Recent studies have indicated that this could be the case. New findings published in JAMA Pediatrics magazine on Friday are another piece of the puzzle that provides more evidence that Covid-19 antibodies can cross the placenta.

“What we found agrees pretty well with what we learned from studies with other viruses,” said Scott E. Hensley, associate professor of microbiology at the Perelman School of Medicine at the University of Pennsylvania and a leading author of the study.

In addition, the study suggests that women not only transfer antibodies to their fetuses, but also transfer more antibodies to their babies if they are infected earlier in pregnancy. This could have an impact on when women should be vaccinated against Covid-19, said Dr. Hensley, adding that vaccinating women earlier in pregnancy could provide more protective benefits, “but studies that actually analyze vaccination in pregnant women need to be completed.”

In the study, researchers from Pennsylvania tested more than 1,500 women who gave birth at the Pennsylvania Hospital in Philadelphia between April and August last year. Of these, 83 women had Covid-19 antibodies – and after birth, 72 of these babies tested positive for Covid-19 antibodies through their umbilical cord blood, regardless of whether their mothers had symptoms.

According to Dr.
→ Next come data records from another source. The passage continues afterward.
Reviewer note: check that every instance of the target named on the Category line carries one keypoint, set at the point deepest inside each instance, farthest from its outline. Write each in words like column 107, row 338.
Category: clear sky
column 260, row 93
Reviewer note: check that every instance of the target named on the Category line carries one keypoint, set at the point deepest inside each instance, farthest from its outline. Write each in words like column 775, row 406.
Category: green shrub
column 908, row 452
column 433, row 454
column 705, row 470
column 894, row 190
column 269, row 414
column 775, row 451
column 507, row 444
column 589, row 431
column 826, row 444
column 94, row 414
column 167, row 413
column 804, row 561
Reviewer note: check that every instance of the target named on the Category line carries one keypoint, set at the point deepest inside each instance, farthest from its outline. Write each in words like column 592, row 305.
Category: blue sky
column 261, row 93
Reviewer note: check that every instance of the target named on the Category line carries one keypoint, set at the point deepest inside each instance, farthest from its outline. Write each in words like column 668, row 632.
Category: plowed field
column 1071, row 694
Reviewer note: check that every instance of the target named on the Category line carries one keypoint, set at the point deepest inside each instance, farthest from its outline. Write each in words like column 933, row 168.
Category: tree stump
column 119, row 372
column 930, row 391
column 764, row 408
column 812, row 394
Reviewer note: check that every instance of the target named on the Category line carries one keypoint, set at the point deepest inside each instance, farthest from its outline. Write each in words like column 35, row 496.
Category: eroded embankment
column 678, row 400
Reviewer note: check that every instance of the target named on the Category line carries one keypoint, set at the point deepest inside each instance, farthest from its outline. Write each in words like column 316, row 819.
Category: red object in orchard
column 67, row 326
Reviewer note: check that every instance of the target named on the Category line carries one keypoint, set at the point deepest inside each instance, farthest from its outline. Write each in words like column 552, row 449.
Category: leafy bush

Karen Puopolo, an associate professor of pediatrics at the University of Pennsylvania and one of the study’s lead authors, found that about half of these babies had antibody levels that were as high or higher than those found in their mother’s blood, and about a quarter of the cases were Antibody levels in umbilical cord blood 1.5 to 2 times higher than the concentrations in the mother.

“That’s pretty efficient,” said Dr. Puopolo.

The researchers also observed that the longer the time span between a pregnant woman’s onset of Covid-19 infection and her delivery, the more antibodies were transferred, a finding noted elsewhere.

Updated

Jan. 30, 2021, 1:12 p.m. ET

The antibodies that crossed the placenta were immunoglobulin G or IgG antibodies made a few days after infection and believed to provide long-term protection against the coronavirus.

None of the babies in this study were found to have immunoglobulin M or IgM antibodies, which are typically not detected until soon after infection, suggesting that the babies were not infected with the coronavirus.

Experts don’t yet know if the amount of antibodies passed on to the babies was enough to prevent newborns from getting Covid-19. And because only some of the babies in the study were born prematurely, the researchers can’t say whether premature babies might miss these protective antibodies. The study’s authors also noted that the findings needed further replication as their findings only came from one facility.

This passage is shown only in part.